Akshay Chandra Chowdhury was born in the affluent Chowdhury family of Andul, belonging to Bharadvaja clan. He was the youngest son of Mihir Chandra Chowdhury. He had earned his M.A. degree in English literature from Presidency College of Calcutta. He was a lawyer by profession.

== Major works ==
Akshay was a noted contributor to the Bharati newspaper and also editor for some time. His first poem, Bharat, was published in 1868. His long poem, Bharat Gatha, narrating the history of India from ancient times up to Sepoy Mutiny, was published in 1895. However, his longest poem Udasini, published in 1875, earned him considerable recognition and praise.
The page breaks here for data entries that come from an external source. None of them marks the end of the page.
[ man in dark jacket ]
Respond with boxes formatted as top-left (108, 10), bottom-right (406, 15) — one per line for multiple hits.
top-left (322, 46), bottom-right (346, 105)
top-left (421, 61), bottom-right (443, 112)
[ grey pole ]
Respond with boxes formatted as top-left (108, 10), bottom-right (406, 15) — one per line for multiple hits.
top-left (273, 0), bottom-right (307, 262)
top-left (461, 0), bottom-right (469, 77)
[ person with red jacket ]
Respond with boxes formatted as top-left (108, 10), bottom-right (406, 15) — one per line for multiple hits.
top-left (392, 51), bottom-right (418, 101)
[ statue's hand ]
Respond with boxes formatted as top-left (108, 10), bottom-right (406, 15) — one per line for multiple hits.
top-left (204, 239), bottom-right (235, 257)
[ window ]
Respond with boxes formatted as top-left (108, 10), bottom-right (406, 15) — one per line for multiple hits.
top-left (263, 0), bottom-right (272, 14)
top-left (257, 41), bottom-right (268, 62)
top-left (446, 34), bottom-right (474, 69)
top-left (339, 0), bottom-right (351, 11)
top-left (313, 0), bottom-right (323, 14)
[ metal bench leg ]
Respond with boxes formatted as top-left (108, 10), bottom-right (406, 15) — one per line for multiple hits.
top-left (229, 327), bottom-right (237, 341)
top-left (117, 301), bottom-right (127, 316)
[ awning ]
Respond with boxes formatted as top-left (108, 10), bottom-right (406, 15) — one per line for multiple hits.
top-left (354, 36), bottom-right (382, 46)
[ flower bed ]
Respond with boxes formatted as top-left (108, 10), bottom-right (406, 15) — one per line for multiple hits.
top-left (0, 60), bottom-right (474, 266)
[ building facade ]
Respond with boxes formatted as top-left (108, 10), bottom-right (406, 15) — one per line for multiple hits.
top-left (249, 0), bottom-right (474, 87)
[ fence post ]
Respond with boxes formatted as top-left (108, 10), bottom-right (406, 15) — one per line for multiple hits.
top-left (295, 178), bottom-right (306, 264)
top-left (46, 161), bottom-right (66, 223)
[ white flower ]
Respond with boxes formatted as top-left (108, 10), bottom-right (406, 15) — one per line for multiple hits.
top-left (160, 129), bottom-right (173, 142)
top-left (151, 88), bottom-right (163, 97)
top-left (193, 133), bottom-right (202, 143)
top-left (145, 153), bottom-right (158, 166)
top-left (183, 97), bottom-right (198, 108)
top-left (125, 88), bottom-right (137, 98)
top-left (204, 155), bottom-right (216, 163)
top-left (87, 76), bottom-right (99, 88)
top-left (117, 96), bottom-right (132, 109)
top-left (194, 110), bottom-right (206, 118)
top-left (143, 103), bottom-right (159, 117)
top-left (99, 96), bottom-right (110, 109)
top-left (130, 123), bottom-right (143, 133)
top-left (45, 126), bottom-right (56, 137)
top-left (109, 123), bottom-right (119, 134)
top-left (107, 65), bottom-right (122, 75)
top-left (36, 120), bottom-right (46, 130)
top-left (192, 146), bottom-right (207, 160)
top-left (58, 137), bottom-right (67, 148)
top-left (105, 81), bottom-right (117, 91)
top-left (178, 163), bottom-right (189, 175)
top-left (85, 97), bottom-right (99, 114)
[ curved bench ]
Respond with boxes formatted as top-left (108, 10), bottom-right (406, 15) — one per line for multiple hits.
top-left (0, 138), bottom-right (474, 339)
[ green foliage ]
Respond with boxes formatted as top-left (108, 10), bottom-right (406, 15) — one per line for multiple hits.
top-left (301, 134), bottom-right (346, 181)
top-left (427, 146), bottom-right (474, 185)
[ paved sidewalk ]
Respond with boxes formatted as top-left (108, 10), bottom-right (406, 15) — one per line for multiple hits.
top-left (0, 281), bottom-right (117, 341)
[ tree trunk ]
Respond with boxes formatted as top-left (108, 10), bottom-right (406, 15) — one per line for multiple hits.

Akshay was married to Sarat Kumari (Basu) Chowdhurani, who was also a poet and journalist.

== Connection with the Tagore family ==
Akshay was Jyotirindranath Tagore's classmate in Hindu School. Jyotirindranath was the elder brother of Rabindranath Tagore.

Rabindranath loved to discuss high level literature with Akshay. Both Akshay and his wife participated in literary discussions that were held in a garden of the Thakur Bari; the garden was later named Nandan Kanan by Akshay.

Rabindranath Tagore referred to help received from Akshay in his own book titled My Reminiscences.